13. Got better over time
For religious reasons we were not only abstinent, we didn’t touch at all before marriage. The most contact we had in advance of tying the knot was we were once both sitting in the back seat of a car with a carefully delineated line of space between us and the car swerved and his leg briefly brushed against mine.
It was stressful because I was worried about all this sexual incompatibility other people talk about. But I did whatever due diligence I could manage under those constraints – we had several frank discussions about kink and experimentation and sex toys and comfort levels and at what point we’d get help if things weren’t working etc etc. I also made him buy me a vibrator- it seemed like a good symbolic gesture of “we will both work to have orgasms yes we will”. (and lube. We both bought lube. We didn’t really end up needing it but we had it available.)

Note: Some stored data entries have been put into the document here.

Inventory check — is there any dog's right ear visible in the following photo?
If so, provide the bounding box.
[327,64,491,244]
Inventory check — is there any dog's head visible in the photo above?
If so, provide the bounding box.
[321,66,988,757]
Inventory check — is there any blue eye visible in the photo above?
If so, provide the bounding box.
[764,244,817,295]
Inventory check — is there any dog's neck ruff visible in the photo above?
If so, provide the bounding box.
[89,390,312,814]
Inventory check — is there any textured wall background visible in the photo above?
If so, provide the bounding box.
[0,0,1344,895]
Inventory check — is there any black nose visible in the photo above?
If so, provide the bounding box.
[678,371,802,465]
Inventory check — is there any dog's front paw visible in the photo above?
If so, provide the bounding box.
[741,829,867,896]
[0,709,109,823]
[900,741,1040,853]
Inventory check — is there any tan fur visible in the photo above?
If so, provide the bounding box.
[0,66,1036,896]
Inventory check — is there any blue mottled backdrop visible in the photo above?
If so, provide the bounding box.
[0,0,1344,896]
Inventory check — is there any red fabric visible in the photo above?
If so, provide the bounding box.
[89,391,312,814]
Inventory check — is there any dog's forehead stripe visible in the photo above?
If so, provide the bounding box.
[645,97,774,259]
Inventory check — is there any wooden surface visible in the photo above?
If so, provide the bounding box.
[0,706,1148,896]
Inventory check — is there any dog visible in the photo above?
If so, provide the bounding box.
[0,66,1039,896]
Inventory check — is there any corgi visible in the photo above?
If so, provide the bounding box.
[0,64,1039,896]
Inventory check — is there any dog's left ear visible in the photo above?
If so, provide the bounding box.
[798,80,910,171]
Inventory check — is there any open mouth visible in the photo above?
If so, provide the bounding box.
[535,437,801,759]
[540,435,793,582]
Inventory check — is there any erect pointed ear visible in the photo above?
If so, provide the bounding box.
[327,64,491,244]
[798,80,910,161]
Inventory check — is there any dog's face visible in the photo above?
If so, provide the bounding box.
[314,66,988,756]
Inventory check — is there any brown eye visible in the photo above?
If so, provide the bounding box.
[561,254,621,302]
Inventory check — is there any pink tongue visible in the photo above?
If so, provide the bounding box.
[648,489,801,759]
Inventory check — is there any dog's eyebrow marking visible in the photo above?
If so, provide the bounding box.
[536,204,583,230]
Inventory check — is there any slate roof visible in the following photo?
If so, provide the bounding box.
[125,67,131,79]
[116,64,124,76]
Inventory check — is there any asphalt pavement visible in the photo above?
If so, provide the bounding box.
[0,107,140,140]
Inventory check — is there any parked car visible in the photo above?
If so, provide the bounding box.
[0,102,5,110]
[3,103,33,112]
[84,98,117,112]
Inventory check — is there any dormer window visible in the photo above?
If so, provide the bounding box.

The first time was mediocre but not painful, I don’t think it’s fair to expect more than that, given that we hadn’t yet worked out the positions, rhythms, etc that really worked for us. It got progressively better from there, I’m very satisfied.
I guess the surprise is that I was expecting my libido to be… Lower. But I admitted this to a friend and she laughed at me so maybe I was in denial I don’t know.
Other than that? Well, I really respect and admire and like him. I only got really infatuated after we were already married, so it’s nice knowing my non-hormone-addled mind also thinks he’s fantastic…
14. We waited, and have great sex
The most we did while dating/engaged was one heavy make out session. No groping, even. We’ve been married 5 years and have sex or he gets a bj nearly every single night, unless he’s tired or sick. I love the d, and have declined sex only once I can think of in the last several months. It worked out for us.